Metro has reported a decent third quarter turnover growth, both on a like-for-like and reported basis, for the company’s first independent results since its split from Metro Group.
Strong growth for Metro Wholesale
Metro’s third quarter turnover grew 4.9 % to 9.3 billion euro, which represents a 2.6 % like-for-like turnover growth and a 2.3 % growth thanks to positive exchange rate fluctuations and acquisition of the French food service company Pro à Pro. Metro performed very well abroad, with a 7 % turnover increase, while German turnover grew almost 1 %. EBIT grew from 68 to 215 million euro and net profit also went up, from 53 to 75 million euro
Third quarter turnover at Metro Wholesale (previously Metro Cash & Carry) grew 6.1 % (2.6 % on a like-for-like basis). Real’s reported turnover grew 0.7 % as the chain experienced a 2.5 % like-for-like turnover growth.
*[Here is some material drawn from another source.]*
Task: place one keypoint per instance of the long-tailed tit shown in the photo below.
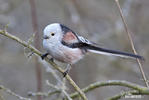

Spread across the first three quarters, Metro’s like-for-like turnover grew 0.5 % and its overall turnover grew 1.9 % to 27.9 billion euro. EBIT did drop from 942 to 720 million euro, because of one-time Real and Metro Wholesale restructuring costs. The income generated from Metro Cash & Carry Vietnam’s sale in the previous year also impacted those results.
“Strong development”
“METRO has shown a strong operational development in the first quarter that we report on as an independent, stock listed company after the demerger of METRO GROUP”, Metro chairman Olaf Koch said. “The sustainable sales trend shows that we have become more relevant for our customers worldwide, a large proportion of which are restaurateurs.”
Back in July, German Metro Group split into Metro and Ceconomy. The latter includes Media Markt and Saturn. The split should enable both companies to set their own course, allowing for faster growth.